Editor's Note: Moral Panic Buttons
As Americans, we're quick to congratulate ourselves for having created a thoughtful and enlightened society, one where superstition and inflamed passions are tempered by rational analysis and skeptical inquiry. This is largely true and cause for some measure of celebration, if not the uncritical smugness that often accompanies displays of national pride.
Yet a number of the stories in this month's reason point to instances where we have manifestly failed to exercise good judgment, where moral panic has replaced clear thinking. There's Damon W. Root's review of Devil's Knot, a new book about the "West Memphis Three," a group of boys unfairly convicted of gruesome "Satanic" murders in Arkansas ("Hell Hounds," page 60). Among the damning evidence: The defendants listened to heavy metal music and wore black clothing -- proof strong enough to sway a jury, despite conflicting testimony and the absence of physical evidence.
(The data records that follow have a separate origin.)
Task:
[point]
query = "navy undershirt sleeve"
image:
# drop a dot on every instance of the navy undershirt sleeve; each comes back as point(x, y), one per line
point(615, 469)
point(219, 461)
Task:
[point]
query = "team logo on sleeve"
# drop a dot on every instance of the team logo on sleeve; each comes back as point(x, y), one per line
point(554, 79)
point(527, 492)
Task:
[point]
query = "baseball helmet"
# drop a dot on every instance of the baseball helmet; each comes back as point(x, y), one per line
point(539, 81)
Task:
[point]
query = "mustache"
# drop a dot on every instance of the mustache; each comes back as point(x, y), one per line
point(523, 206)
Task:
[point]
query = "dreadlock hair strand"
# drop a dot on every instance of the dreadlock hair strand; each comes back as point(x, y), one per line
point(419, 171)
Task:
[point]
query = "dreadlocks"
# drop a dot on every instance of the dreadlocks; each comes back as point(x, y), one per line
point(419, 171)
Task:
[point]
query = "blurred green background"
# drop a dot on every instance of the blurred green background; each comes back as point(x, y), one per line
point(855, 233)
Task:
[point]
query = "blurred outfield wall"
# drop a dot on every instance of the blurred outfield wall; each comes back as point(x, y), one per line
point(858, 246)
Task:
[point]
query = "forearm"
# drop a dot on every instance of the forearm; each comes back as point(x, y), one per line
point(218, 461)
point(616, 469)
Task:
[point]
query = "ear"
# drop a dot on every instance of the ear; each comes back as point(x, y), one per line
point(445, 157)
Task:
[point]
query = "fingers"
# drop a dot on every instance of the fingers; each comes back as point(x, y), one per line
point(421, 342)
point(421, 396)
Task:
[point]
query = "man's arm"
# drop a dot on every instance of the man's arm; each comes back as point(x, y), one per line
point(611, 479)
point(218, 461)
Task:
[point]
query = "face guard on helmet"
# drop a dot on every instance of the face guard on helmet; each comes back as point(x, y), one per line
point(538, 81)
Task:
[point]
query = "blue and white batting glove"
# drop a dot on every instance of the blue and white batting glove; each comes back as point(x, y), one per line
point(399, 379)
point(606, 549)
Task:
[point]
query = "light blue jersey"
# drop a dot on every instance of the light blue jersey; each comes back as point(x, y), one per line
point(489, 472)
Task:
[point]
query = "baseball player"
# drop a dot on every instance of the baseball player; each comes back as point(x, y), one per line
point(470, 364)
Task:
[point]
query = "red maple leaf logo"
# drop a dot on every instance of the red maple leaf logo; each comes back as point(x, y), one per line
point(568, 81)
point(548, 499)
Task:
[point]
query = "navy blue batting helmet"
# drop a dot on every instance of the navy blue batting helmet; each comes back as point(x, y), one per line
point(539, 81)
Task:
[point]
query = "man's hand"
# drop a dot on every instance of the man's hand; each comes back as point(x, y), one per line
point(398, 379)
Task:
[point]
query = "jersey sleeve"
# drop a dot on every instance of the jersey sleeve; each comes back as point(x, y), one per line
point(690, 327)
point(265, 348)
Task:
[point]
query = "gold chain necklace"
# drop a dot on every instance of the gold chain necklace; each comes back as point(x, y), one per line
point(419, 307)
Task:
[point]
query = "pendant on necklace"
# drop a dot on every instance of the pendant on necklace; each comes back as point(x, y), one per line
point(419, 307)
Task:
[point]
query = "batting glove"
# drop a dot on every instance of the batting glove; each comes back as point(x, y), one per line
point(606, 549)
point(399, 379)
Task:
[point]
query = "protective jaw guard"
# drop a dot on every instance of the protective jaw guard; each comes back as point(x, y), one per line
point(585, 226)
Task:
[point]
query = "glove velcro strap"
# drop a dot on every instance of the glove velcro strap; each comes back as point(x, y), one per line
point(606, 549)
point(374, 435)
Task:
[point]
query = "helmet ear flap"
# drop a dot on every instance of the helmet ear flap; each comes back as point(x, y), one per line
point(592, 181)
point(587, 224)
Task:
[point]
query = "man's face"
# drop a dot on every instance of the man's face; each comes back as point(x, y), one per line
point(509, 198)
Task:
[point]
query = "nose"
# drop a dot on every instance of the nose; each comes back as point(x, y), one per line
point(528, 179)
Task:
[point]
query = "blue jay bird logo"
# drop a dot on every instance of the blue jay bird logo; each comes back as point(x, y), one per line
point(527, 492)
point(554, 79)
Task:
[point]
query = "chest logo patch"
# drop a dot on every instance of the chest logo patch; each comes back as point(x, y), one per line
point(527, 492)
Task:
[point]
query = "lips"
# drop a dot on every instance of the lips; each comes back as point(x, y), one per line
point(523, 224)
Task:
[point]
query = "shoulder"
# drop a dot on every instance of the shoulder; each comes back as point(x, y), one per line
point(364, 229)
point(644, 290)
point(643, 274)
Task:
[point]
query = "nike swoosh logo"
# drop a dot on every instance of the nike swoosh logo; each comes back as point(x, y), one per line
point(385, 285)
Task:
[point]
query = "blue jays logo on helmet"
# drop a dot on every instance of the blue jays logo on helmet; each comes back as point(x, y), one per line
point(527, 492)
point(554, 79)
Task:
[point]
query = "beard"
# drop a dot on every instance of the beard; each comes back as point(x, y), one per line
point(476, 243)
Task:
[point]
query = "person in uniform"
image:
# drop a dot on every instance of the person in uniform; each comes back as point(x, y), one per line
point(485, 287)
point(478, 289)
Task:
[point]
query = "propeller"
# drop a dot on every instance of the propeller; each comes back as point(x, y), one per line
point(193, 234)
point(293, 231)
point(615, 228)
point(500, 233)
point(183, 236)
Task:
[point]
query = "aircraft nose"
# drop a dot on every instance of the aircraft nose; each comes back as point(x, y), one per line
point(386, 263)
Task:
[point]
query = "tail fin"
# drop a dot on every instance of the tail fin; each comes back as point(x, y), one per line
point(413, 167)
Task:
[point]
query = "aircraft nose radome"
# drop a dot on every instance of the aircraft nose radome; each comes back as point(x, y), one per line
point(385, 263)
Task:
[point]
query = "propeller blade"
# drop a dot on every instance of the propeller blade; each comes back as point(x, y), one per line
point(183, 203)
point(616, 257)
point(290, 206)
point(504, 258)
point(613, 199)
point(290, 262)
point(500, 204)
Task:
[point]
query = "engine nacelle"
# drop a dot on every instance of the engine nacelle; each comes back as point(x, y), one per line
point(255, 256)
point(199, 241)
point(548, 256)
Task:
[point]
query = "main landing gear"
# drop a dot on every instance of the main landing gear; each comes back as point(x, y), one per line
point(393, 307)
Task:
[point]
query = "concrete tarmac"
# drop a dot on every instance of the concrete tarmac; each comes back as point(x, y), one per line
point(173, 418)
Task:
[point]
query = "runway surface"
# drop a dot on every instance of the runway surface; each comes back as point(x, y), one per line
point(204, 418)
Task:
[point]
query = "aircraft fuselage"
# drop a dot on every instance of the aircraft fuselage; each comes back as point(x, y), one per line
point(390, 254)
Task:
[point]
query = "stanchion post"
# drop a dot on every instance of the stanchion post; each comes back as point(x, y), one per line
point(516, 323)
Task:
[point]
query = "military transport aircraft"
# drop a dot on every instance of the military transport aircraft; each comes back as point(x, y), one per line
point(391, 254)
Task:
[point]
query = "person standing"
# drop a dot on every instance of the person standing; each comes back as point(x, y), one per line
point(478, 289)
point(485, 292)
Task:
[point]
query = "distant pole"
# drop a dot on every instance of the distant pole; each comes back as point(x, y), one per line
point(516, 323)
In his analysis of A.L. Schafer's famous "Thou Shalt Not" photo, Senior Editor Charles Paul Freund underscores that for all our supposed sophistication, we remain convinced that "certain images are once again…dangerous -- not merely offensive, but morally harmful if represented as normative" ("Wicked Woman Warning, page 64). It used to be pictures of scantily clad women that made censors shudder; now we tremble at images of smoking -- so much so that some Hollywood directors have taken a pledge to eradicate cigarettes from their films. In a related way, my piece on "Lust-See TV" (page 57) rebukes those who insist, against the evidence, that small-screen sex leads to real-life rolls in the hay (would that life were so simple).
But it's our cover story about the controversial painkiller OxyContin that most fully drives home how moral panics can cause immense pain and suffering. Melinda Ammann's "The Agony and the Ecstasy" (page 28) documents in disturbing and depressing detail how hysterical tales of OxyContin abuse have made it increasingly difficult for doctors to treat pain patients properly. Ammann exposes the plight of doctors hounded by the Drug Enforcement Administration for allegedly promiscuous prescriptions and of patients who have to bear excruciating pain and increasingly uncertain access to the one legal drug that has made their lives bearable.
We tend to be optimistic here at reason, to have faith that people, given the widest possible latitude to live their lives and to conduct their business, will create powerful new ways to make the world a far better place. You can read about some very interesting developments along those lines in "Is That a Computer in Your Pants?" (page 36), Associate Editor Jesse Walker's fascinating interview with the great cyberculture visionary Howard Rheingold. But it's also vitally important to keep our attention focused on the cases where panic, fear, and reaction still carry the day.